Au lendemain des élections européennes, en mai dernier, l’annonce de 1 044 suppressions d’emplois chez General Electric a fait beaucoup de bruit, 5 années à peine après la vente du fleuron industriel stratégique. Il faut dire que la multinationale s’était engagée à créer 1 000 emplois supplémentaires sur 3 ans. Depuis, elle n’a tenu aucun des engagements prévus dans le protocole de 2015. En guise de dédommagement, GE s’est acquittée d’un montant de 50 millions d’euros à l’Etat. Pour rassurer les salariés, le ministre de l’Economie a annoncé en juin dernier que cette somme servirait à revitaliser l’industrie. Parce que les belles promesses n’engagent que ceux qui y croient, les salariés n’ont plus confiance ni en l’Etat, ni en GE.

Casse industrielle organisée
Outre le fait qu’aucun engagement n’ait été respecté, la stratégie financière du géant américain a même organisé le siphonnage du site de Belfort. C’est ce que révèle l’audit financier mandaté par le CSE sur l’activité des turbines à Gaz de Belfort. Malgré les zones d’ombres qui planent sur l’organisation du géant américain, les experts ont mis à jour un système de transactions à l’intérieur même du groupe. Aujourd’hui, plus le site de Belfort produit, plus il perd de l’argent. Par exemple, lorsque le site de Belfort fabrique un produit, la filiale française doit rémunérer la société propriétaire des brevets. D’après l’étude, pour 3 modèles fabriqués, « les turbines engendrent un paiement de royalties supérieur à leurs marges ». « Alors que l’entreprise était historiquement profitable, elle a vu sa performance économique basculer dans le négatif depuis 2016. Sur les dernières années, tous les fondamentaux de son succès passé ont été progressivement attaqués par le groupe » note le rapport d’expertise.

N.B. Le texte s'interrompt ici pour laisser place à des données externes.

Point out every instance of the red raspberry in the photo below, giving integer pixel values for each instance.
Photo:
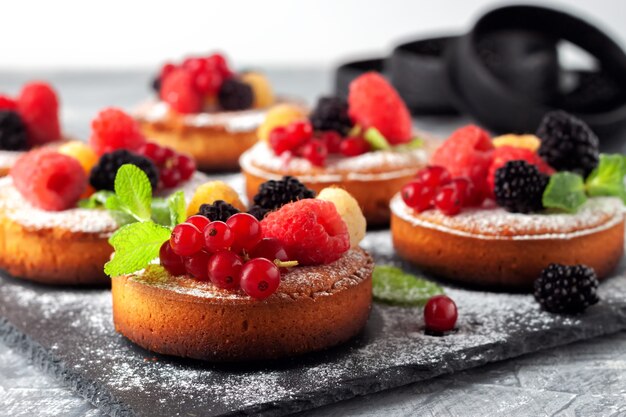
(504, 154)
(113, 129)
(468, 152)
(39, 107)
(373, 102)
(49, 180)
(179, 91)
(310, 230)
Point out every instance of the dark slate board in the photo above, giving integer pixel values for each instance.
(68, 332)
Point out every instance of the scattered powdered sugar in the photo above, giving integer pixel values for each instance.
(599, 213)
(260, 160)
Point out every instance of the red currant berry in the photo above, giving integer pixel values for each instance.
(315, 151)
(197, 265)
(246, 230)
(259, 278)
(434, 176)
(354, 146)
(199, 221)
(170, 261)
(225, 269)
(440, 314)
(449, 200)
(218, 236)
(186, 239)
(418, 196)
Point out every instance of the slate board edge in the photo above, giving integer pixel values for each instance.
(97, 395)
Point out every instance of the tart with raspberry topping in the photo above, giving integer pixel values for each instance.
(364, 145)
(28, 121)
(206, 110)
(497, 213)
(234, 288)
(58, 206)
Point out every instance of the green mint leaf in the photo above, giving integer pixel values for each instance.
(608, 177)
(376, 139)
(565, 191)
(136, 245)
(177, 208)
(96, 200)
(392, 285)
(134, 191)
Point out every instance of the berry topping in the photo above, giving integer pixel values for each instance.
(102, 175)
(273, 194)
(178, 90)
(440, 314)
(311, 230)
(373, 102)
(219, 210)
(113, 129)
(519, 187)
(566, 289)
(235, 95)
(39, 107)
(13, 135)
(49, 180)
(567, 143)
(331, 114)
(260, 278)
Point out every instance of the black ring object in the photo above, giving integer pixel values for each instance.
(599, 98)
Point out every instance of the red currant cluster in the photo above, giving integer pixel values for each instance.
(299, 138)
(231, 255)
(434, 187)
(174, 168)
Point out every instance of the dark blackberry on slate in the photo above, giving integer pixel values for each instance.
(331, 113)
(566, 289)
(219, 210)
(102, 176)
(519, 187)
(274, 194)
(567, 143)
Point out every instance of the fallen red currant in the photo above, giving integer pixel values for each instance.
(440, 314)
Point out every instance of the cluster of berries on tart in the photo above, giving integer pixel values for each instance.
(513, 171)
(31, 119)
(374, 117)
(235, 250)
(207, 83)
(54, 179)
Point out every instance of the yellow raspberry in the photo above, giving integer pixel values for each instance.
(531, 142)
(263, 94)
(349, 210)
(210, 192)
(280, 115)
(82, 152)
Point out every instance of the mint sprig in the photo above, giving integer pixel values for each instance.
(391, 285)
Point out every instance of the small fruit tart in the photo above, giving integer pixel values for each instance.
(224, 286)
(365, 145)
(58, 206)
(498, 212)
(27, 121)
(206, 110)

Le prix de l’absence d’une politique industrielle
Le rachat de la branche énergie d’Alstom a donc, avant tout, permis à l’américain d’éliminer un concurrent et de s’approprier les technologies et les brevets pour maximaliser les profits. L’Etat français continue pourtant de fermer les yeux. La perte de contrôle français d’une filière aussi stratégique que l’énergie est d’autant plus inquiétante dans la guerre économique menée actuellement par le président américain. La commission d’enquête parlementaire sur la cession de la branche énergie d’Alstom à GE a même conclu que l’Etat avait failli à préserver les intérêts nationaux dans ce dossier.

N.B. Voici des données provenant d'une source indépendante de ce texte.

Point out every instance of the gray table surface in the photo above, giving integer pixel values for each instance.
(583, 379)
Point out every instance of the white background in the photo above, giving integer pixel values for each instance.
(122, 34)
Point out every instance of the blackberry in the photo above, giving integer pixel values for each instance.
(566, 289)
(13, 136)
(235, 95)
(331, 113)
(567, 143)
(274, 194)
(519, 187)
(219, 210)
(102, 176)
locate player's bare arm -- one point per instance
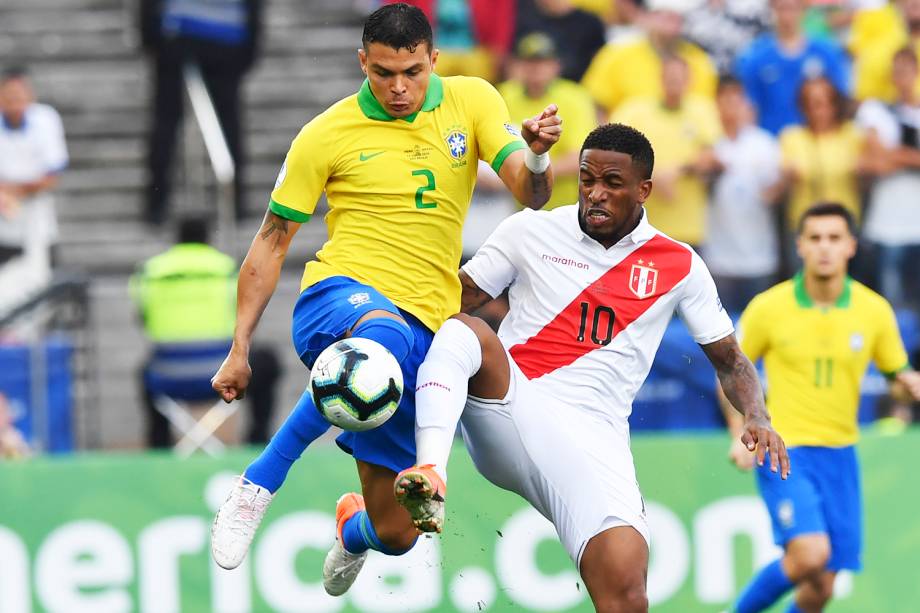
(533, 189)
(907, 380)
(472, 296)
(742, 389)
(257, 281)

Un non sens économique et environnemental
Face à ces enjeux, pas facile de trouver prise pour stopper l’énorme machine. Pourtant, le travail de la CGT pour élaborer des propositions alternatives avec un plan B a permis d’ouvrir d’autres perspectives aux salariés. Le syndicat demande notamment un débat public sur la transition énergétique et sur les moyens industriels nécessaires à la France pour la mettre en pratique. Car l’avenir des turbines n’est pas mort. Le gaz reste l’énergie fossile la moins polluante, il est donc à court et moyen terme une source d’énergie incontournable dans le cadre de la transition énergétique. Il permet notamment de répondre aux intermittences de production des énergies renouvelables telles que l’éolien ou le solaire. Des experts interrogés dans le cadre du contre projet syndical ouvrent même de nouvelles pistes pour l’avenir de la filière avec le développement de l’hydrogène ou encore avec la production de gaz par méthanisation des déchets verts. Aujourd’hui, si le marché des turbines connait un creux, les études prédisent un rebond dès 2021. Mais comment y répondre quand le géant américain préfère tailler dans les effectifs plutôt que d’investir ? La bataille syndicale pour placer le débat sur la justification économique et environnementale du plan social, permet de gagner des points. Malgré la signature de l’accord cadre le 21 octobre par les syndicats CGC et Sud, le combat se poursuit pour préserver les savoir-faire et assurer non seulement un avenir au site de Belfort mais aussi l’indépendance énergétique de la France.